Laut dieser hing die Verbreitung von Weißstörchen einst stark mit der Ausbreitung des Römischen Reiches zusammen. Die nördlicheren Gefilde besiedelten die beliebten Vögel erst hunderte Jahre nach dessen Untergang.
Störche: Bis vor 1.500 Jahren nur in Süd- und Westeuropa heimisch
Zu dieser Erkenntnis kamen die beiden Autoren der Studie, Ulrich Schmölcke, Archäologe am LEIZA sowie Kai-Michael Thomsen, Ornithologe vom NABU, durch die Auswertung archäologischer Daten. Eine Sammlung aus dem Jahr 1999 sowie eigenständig ergänzte, neuere Entdeckungen lieferten ihnen Informationen zu rund 7.500 archäologischen Ausgrabungsstätten, in denen Überreste von Tieren gefunden wurden.

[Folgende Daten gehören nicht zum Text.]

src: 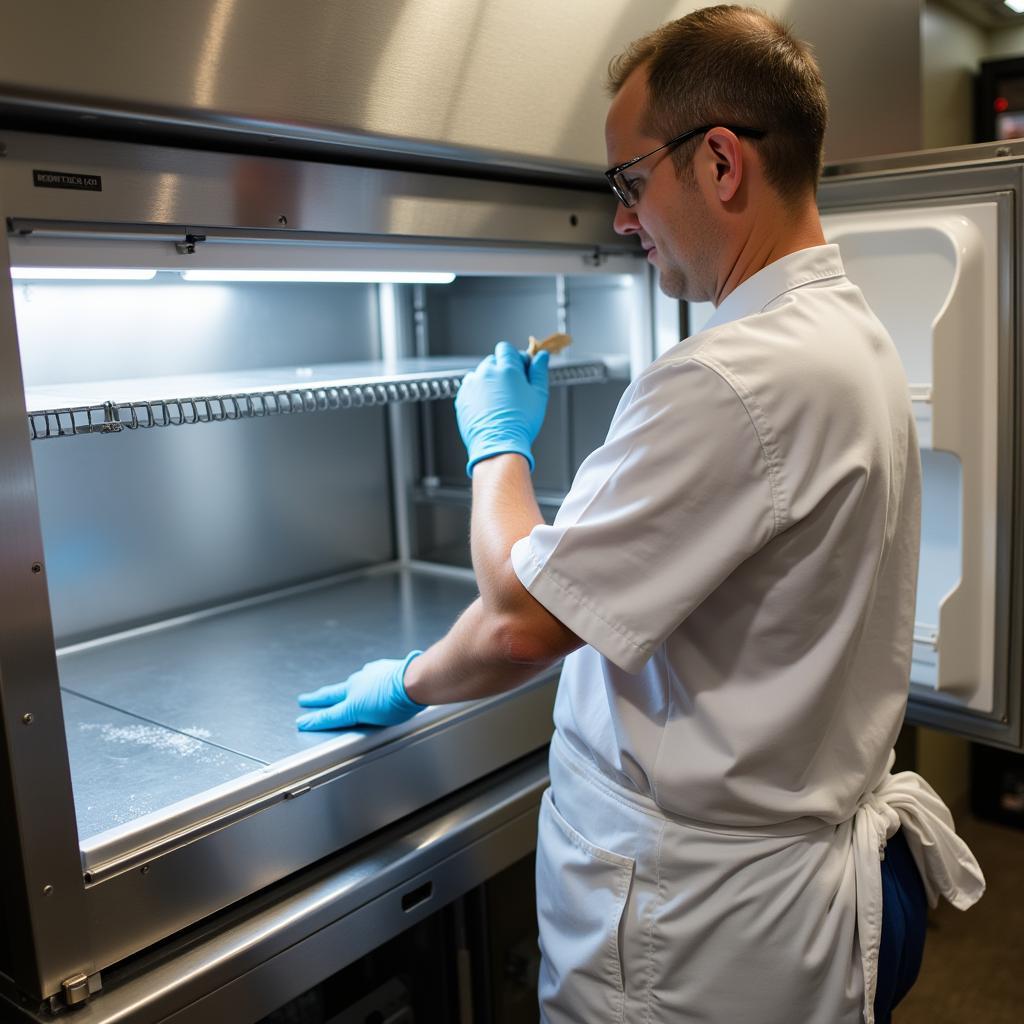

Die Funde stammen aus ganz Europa, von der letzten Eiszeit bis in die frühen Neuzeit.
Die Verbreitung von Storchenknochen in prähistorischen und frühgeschichtlichen Siedlungen, die aus dieser Sammlung hervorgeht, belegt: Der Weißstorch war bis vor 1.500 Jahren lediglich im Süden und Westen Europas heimisch. Als damalige vorrangige Verbreitungsgebiete von Ciconia ciconia gelten demnach die iberische Halbinsel, der südliche Balkan – und das Oberrheingebiet.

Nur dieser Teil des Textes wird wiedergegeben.